Спустился Куроптев с горки, под горкой деревня - тут же темно, сыро… От стада пыль еще стоит. Идет Куроптев деревней, ровно пляшет, ребятишки по сторонкам бегут, дивуются: что за человек?
Постучал Куроптев в окошко родной избы, отодвинулось оно. Старушка смотрит оттуда в повойнике, беззубым ртом шевелит, жует:
- Чего тебе, служивый?
- Мамушка, родная!
Вытянулся Куроптев во фрунт, шляпу снял, одна нога только у него ровно у петуха - подшиблена.
Стоит бодро.
- Унтер-офицер Куроптев Феофан представляется матери родной по случаю прибытия домой со славной войны.
Честь имею явиться с царской службы. Вот он я!
- Фимушка, чадушко рожоное… Болезный мой! Да что ж это у тебя ножка-то? Об одной ноге ты, что ли? Ай-ай-ай!
Спешит старая из избы, ноги подкашиваются, слезы льются, сынка обымает, целует…

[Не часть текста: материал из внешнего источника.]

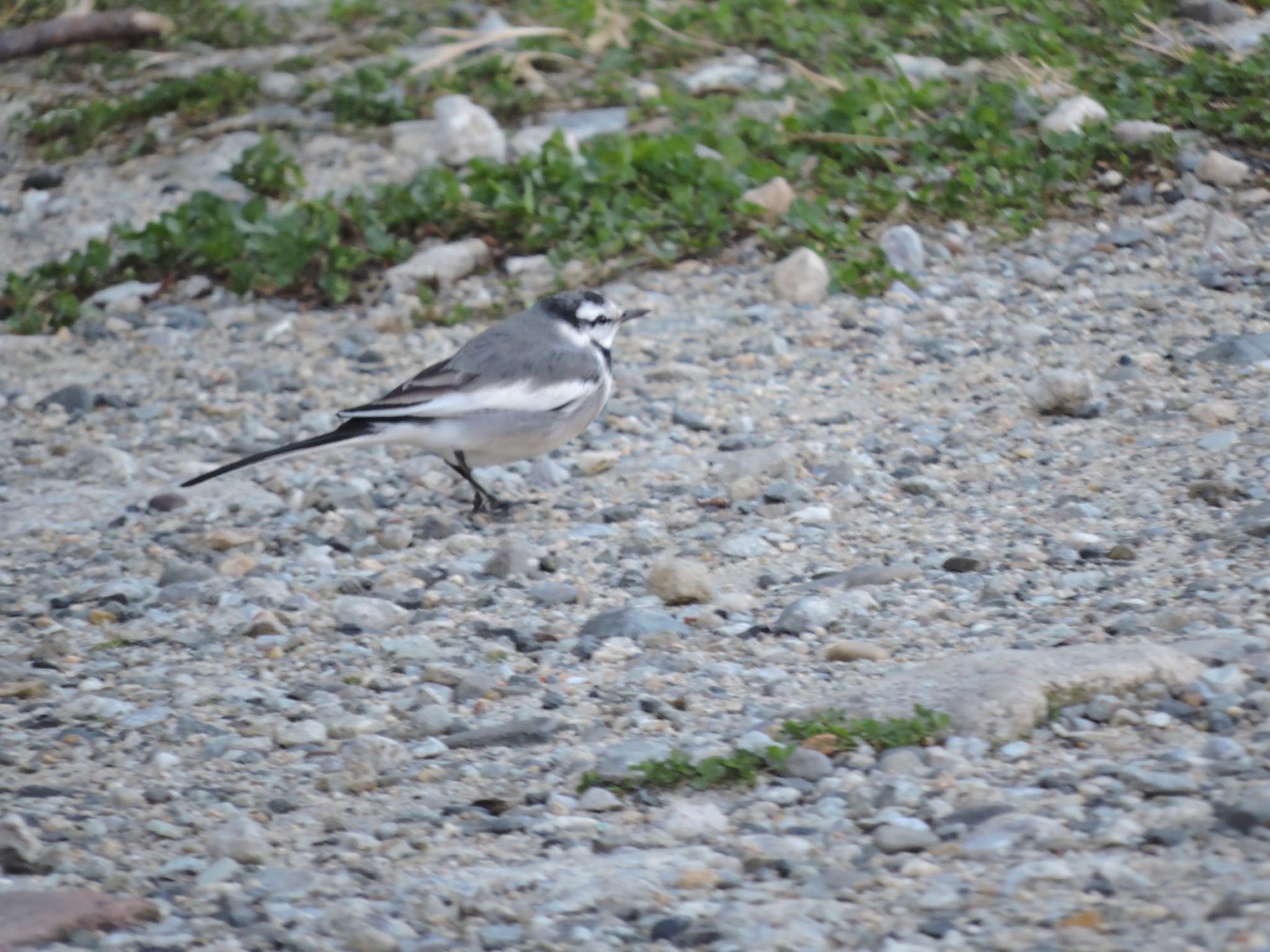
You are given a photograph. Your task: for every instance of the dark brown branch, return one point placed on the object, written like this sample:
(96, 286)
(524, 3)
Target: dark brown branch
(89, 29)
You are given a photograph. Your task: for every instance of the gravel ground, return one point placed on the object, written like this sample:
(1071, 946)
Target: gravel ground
(318, 706)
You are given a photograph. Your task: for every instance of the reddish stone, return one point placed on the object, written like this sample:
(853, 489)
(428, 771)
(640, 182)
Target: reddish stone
(46, 915)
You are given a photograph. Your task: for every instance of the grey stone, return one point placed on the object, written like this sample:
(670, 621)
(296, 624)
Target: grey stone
(412, 648)
(1137, 131)
(586, 123)
(512, 558)
(1214, 13)
(1242, 350)
(431, 720)
(242, 839)
(904, 249)
(553, 593)
(513, 734)
(469, 131)
(1160, 783)
(441, 263)
(74, 398)
(633, 622)
(1073, 113)
(802, 278)
(1038, 271)
(368, 614)
(184, 573)
(1000, 695)
(616, 762)
(20, 850)
(807, 764)
(807, 614)
(500, 936)
(892, 838)
(1219, 441)
(598, 800)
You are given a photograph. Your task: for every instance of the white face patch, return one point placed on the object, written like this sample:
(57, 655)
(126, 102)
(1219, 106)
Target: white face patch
(590, 311)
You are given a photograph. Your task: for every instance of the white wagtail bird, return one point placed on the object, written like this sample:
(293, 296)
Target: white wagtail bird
(517, 390)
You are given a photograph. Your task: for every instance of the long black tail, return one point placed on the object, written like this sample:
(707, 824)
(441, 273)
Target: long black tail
(347, 431)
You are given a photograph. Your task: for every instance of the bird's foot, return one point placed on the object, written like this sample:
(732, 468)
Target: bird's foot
(497, 508)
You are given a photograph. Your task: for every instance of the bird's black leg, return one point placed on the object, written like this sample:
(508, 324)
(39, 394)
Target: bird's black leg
(484, 498)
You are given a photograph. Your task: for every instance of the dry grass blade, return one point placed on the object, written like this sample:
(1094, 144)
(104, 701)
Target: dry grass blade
(450, 52)
(815, 79)
(125, 25)
(76, 8)
(1171, 42)
(848, 139)
(12, 12)
(610, 29)
(523, 69)
(682, 37)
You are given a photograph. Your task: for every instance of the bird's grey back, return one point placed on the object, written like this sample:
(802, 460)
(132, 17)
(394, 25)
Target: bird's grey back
(526, 346)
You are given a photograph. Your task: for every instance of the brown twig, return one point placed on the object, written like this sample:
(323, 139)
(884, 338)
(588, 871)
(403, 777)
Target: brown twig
(848, 139)
(682, 37)
(127, 25)
(450, 52)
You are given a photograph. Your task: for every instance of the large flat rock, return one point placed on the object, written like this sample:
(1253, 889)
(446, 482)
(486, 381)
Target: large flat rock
(1005, 695)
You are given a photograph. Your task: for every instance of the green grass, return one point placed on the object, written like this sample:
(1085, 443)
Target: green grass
(211, 23)
(267, 170)
(742, 767)
(878, 151)
(71, 130)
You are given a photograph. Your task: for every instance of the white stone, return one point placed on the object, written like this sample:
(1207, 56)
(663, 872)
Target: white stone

- Ах ты несчастный какой… Господи-батюшка!
- Никак нет, счастливый я, матушка, - голову-то домой принес… А сколько там нашего брата полегло… Не счесть. А батюшка где? Сказал да примолк.
Втихую облилась слезами старая, рукой глаза прикрыла, на церкву машет.
- Там, давно там, родимый… Отмучился… На погосте лежит. А вон брат Зиновей с поля идет… Да и Ульянушка, твоя женка-то, с барщины с бабами бежит…
Чего и было! Жена с радости о землю грянулась, заголосила. Соседи сбежались - руками машут, дивятся… Староста пришел, Селиверст Семенович. Сидели в избе, и за полночь рассказывал Куроптев про свои походы. И как под Гросс-Егерсдорфом свое геройство доказывал, и как под Цорндорфом пострадал…
Рассказывает Куроптев, рукой поводит, а в темной избе уж на полу убитые товарищи лежат, всем чудится, кровушка их течет, раненые стонут и поперек всей избы едет на гнедом Жеребце фельдмаршал Апраксин толстющий, весь в регалиях, брылья распустил. И вот теперь после таких-то побед, после Кунерсдорфа пришлось солдатушкам идти в ретираду… А все измена! Да, измена! Дворяне солдатскую кровь пруссакам продали за свое веселое житье.
Слушал народ Куроптева невесело, а брат Зиновей, тот поднял голову, глазами сверкнул:
- Да и у нас в деревне почитай все то же! Не лучше… И нас баре немцам продали…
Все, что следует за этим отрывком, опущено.